Blake: You pitched this idea to me in an emaiclass="underline" "Now, let's consider hitchhiking. You aren't supposed to go hitch hiking, because the driver who picks you up could be crazy. You aren't supposed to pick up hitchhikers, because they could be crazy. Now if we were to collaborate, I write a scene where a driver kills someone he picked up. You write a scene where a hitchhiker kills the guy who gave him a ride. Then we get these two together…"
I was immediately hooked. As I recall, we each wrote our sections in isolation, and we didn't share them with each other. When they were as good as they could be, you emailed me 200 words to kick off section 3, and I wrote back the next hundred words or so. You write much faster than I do so you pretty much just harassed me until I would email you back with my scene, or rather, my response to what your character had done. Do you remember the ground rules we came up with for writing section 3 together? I don't think we had an end in mind when we started. Didn't we just let it flow organically and hope it came out all right?

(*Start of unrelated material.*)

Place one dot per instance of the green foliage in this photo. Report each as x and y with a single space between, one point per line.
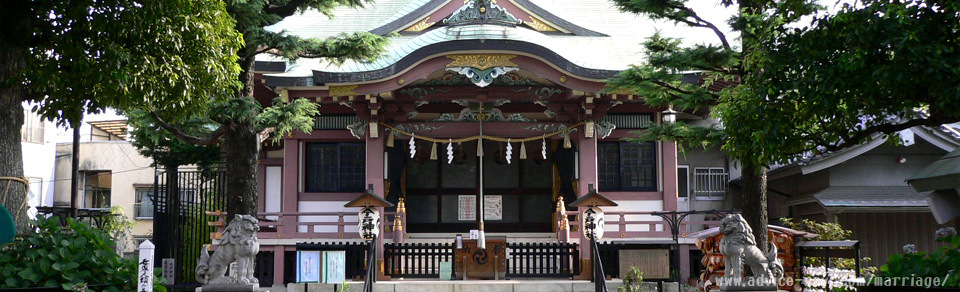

Joe: We had no ending planned, and we weren't allowed to get into our character's thoughts. It was a straight third-person observational point-of-view, with no head-hopping. Sort of like a screenplay. The action had to be on the page.
Blake: What made this so fun for me was that it was like playing chess with words. I created my very evil character and gave her a certain MO. You created the vastly demented Donaldson and gave him an MO, however as we began to email back and forth the text for section 3, we didn't know anything about each others' characters. In fact, I tried to get my girl to sit in the backseat, but you wouldn't let her. You insisted she sit up front. I didn't know why, but I knew it couldn't be good.
Joe: It was like we were really trying to kill each other. Which was fun to do with you, because you're just as twisted as I am. You were writing LOCKED DOORS at the same time I was writing RUSTY NAIL, and we both wound up with a similar gimmick independent of one another; all serial killers have families.
Blake: You and I share a similar sensibility in the darker side of fiction. There have been other instances when we were working on projects that had similarities. Like in AFRAID and SNOWBOUND when we both wrote scenes with wolves and bear traps. We also both love beer.
Joe: I'm about eight years older, so I've loved beer longer than you have. Might be worth doing a brief bio here, for those who haven't read us before. I write thrillers under the name JA Konrath, about a cop named Jack Daniels who chases serial killers. The books have some laughs, but also contain a lot of dark, scary parts, very much like the Taylor section of this novella.
Over the years I've gotten a fair amount of mail from fans, asking if I would ever do a scary book without any jokes. AFRAID was the result. Because it's no-holds-barred horror, I used a pen name, Jack Kilborn.
Blake: My first two books featured suspense writer Andrew Thomas, who gets pulled into a nightmarish world even worse than the ones he writes about. My latest book, SNOWBOUND, is coming out June 2010. It deals with human trafficking, a missing mother/wife, the Alaskan mob, and an elite Mexican ex-paratrooper group who are muscle for the drug cartels (they're real and they are so freaking terrifying I don't even call them by name in the book). Want to talk about all the negative reviews SERIAL has gotten?
Joe: Man, people sure are vocal in their hatred of this story. There have been hundreds of negative reviews on Amazon, Sony, B &N, and Apple, saying how sick and disgusting the story is, and how we're both monsters for writing such a thing.
First of all, it's a horror story. Horror is supposed to push boundaries and freak people out. What did they expect downloading a story about serial killers? Dr. Seuss?